Yeah, it's pretty dependent on your school and the major you pick. At my school, you have to take 2 years of a foreign language if you're going for a Bachelor of Arts, or up to a certain level of math if you're going for a B. of Science. You also have to take two specific writing classes, both of which ended up being a huge waste of time. For your general ed requirements, you have to take 4 social sciences, 4 arts and letters, and 4 science. You also have to take 2 or 3 multicultural classes of some sort. For the gen ed requirements though, there's a lot of wiggle room, and you have the ability to knock out two requirements from one class. Say if you took a Gender Studies class, that would apply towards your A&L requirement as well as the multicultural one. Oh, and you also have to take classes from 2 different departments for each of the three core gen ed requirements.
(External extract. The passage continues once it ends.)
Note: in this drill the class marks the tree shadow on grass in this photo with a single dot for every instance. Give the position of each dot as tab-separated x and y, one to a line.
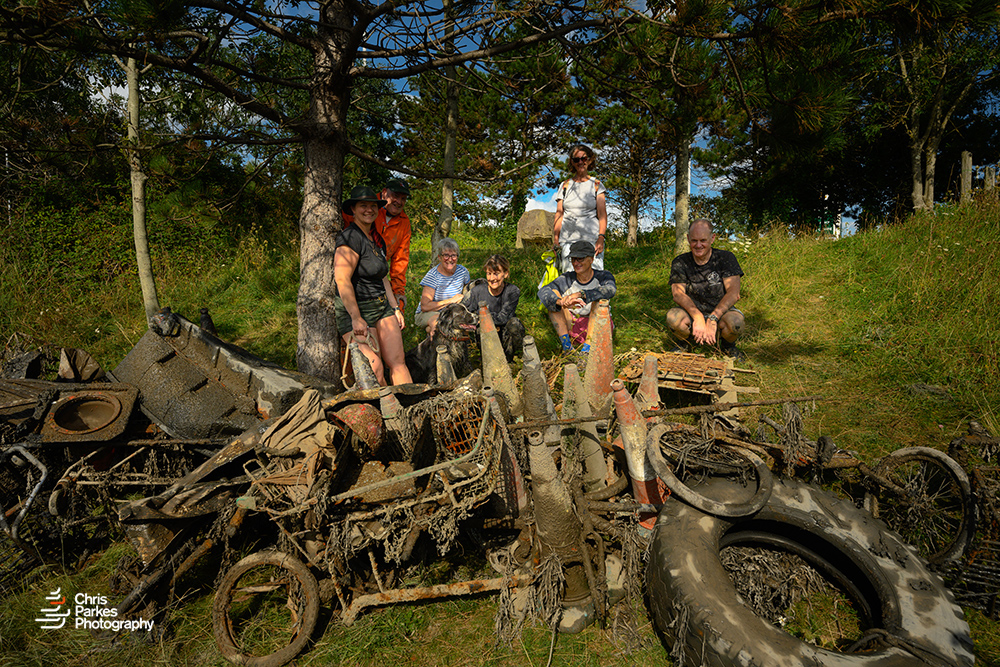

For example, my science requirements were fulfilled with Bio 101 and 102 from my AP Biology class, and then I took an intro to Chem class through my local community college, and then an anthropology class on human sexuality. It counted as science because we had to go over genetics, which is part of biology.
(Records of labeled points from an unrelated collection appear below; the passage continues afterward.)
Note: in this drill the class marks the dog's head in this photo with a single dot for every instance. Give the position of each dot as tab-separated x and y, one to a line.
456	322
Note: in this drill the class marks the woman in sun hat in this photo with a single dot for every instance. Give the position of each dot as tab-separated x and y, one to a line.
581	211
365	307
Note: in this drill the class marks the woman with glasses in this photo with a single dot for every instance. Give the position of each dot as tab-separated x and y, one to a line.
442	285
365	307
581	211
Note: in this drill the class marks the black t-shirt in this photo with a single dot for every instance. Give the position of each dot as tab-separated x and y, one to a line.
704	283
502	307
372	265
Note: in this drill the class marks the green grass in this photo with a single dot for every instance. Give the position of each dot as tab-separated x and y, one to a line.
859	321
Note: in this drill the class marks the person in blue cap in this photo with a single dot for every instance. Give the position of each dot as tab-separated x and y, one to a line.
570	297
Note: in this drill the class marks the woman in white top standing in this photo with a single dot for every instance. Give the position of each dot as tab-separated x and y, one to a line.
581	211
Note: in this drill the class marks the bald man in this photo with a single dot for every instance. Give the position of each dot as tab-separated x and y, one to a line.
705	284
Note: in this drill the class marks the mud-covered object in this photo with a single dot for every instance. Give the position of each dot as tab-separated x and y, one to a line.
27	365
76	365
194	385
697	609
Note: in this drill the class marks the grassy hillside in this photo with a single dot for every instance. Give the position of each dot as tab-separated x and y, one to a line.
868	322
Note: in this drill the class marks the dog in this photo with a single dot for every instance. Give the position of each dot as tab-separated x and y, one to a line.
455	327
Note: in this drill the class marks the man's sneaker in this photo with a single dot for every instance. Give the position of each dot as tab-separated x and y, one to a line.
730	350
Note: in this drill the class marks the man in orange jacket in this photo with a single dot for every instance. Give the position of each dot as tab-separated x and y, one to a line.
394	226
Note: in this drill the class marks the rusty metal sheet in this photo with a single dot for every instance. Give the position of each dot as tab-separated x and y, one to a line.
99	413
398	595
Then for my English degree, there are three core lower division classes I have to take. Intro to the English major, which are ENG 220, 221, and 222. Then you have to take one Shakespeare class, another lower division English or Humanities class. For the upper division requirements, we have to take one theory class, one ethnic/women's lit class, and one class each from three different time periods: Pre 1500, 1501 to 1769, and 1769 to present. Then we have two upper division English electives, so for those we can take whatever the hell we want.
I can see the perks of only having to take the classes you need for your degree, but I also like the general ed requirement thing. It makes us more well rounded. That way you don't get business people who know nothing about history or literature or science. Or English people who know nothing of philosophy or science.